Whether you want to buy or sell a home, you’ll want some help. So who should you hire? Real estate professionals go by various names, including real estate agent, real estate broker, or Realtor®. So what’s the difference?
Sometimes these titles are used interchangeably, but rest assured, there are some important differences, as well as varying requirements for using particular titles.
Here’s a rundown of the real estate professional titles you’ll come across, and what they mean.
A real estate agent is someone who has a professional license to help people buy, sell, or rent all sorts of housing and real estate.
To get that license, states require individuals to have prelicensing training. The required number of training hours can vary significantly by jurisdiction. In Oregon, for example, real estate agents must take 120 hours of prelicensing training.
Once that training is done, aspiring agents take a written licensing exam.

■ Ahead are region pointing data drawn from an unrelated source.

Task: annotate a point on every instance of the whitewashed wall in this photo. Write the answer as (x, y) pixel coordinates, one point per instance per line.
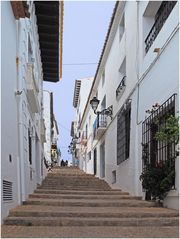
(9, 129)
(150, 78)
(17, 116)
(47, 121)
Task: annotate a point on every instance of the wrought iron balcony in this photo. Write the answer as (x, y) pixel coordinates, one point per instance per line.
(99, 126)
(160, 18)
(121, 87)
(84, 138)
(43, 131)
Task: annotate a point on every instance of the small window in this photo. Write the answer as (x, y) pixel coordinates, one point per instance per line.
(121, 80)
(103, 104)
(103, 77)
(155, 16)
(123, 133)
(30, 51)
(121, 28)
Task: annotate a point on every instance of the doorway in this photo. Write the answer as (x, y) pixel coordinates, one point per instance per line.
(102, 160)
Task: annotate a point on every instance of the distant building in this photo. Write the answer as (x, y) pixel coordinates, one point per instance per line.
(138, 68)
(30, 54)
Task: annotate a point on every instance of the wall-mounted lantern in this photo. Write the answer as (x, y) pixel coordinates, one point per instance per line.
(94, 104)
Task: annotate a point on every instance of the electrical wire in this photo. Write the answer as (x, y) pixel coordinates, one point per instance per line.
(78, 64)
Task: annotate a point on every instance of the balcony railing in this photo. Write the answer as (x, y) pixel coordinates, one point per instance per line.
(84, 138)
(43, 131)
(121, 87)
(99, 126)
(162, 15)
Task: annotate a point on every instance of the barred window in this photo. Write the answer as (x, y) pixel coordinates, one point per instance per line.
(156, 152)
(123, 134)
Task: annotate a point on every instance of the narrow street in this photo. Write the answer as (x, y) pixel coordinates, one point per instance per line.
(70, 203)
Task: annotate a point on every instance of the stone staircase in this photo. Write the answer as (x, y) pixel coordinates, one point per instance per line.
(70, 203)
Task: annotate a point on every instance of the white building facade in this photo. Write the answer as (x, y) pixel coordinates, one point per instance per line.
(133, 75)
(23, 130)
(52, 132)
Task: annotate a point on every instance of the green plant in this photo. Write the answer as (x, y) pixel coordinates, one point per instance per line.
(169, 131)
(158, 178)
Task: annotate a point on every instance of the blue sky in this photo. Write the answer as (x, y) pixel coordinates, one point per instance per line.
(85, 28)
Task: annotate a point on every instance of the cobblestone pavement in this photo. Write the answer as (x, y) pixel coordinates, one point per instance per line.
(88, 232)
(72, 204)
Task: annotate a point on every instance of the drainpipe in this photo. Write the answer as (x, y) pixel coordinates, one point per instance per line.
(19, 95)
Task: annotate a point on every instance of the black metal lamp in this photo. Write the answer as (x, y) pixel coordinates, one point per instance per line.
(94, 104)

This exam is typically divided into two portions: one on federal real estate laws and general real estate principles, the second on state-specific laws.
Once they pass their exam, they’ve earned a license, the title of a “real estate agent,” and they might join a brokerage where they can begin working with home buyers, sellers, and renters.
In order to become a REALTOR®
In order to become a REALTOR®—a licensed agent with the ability to use that widely respected title—an agent needs to be a member of the National Association of Realtors®.
As a member, a person subscribes to the standards of the association and its code of ethics.
The NAR holds REALTOR® to a higher standard.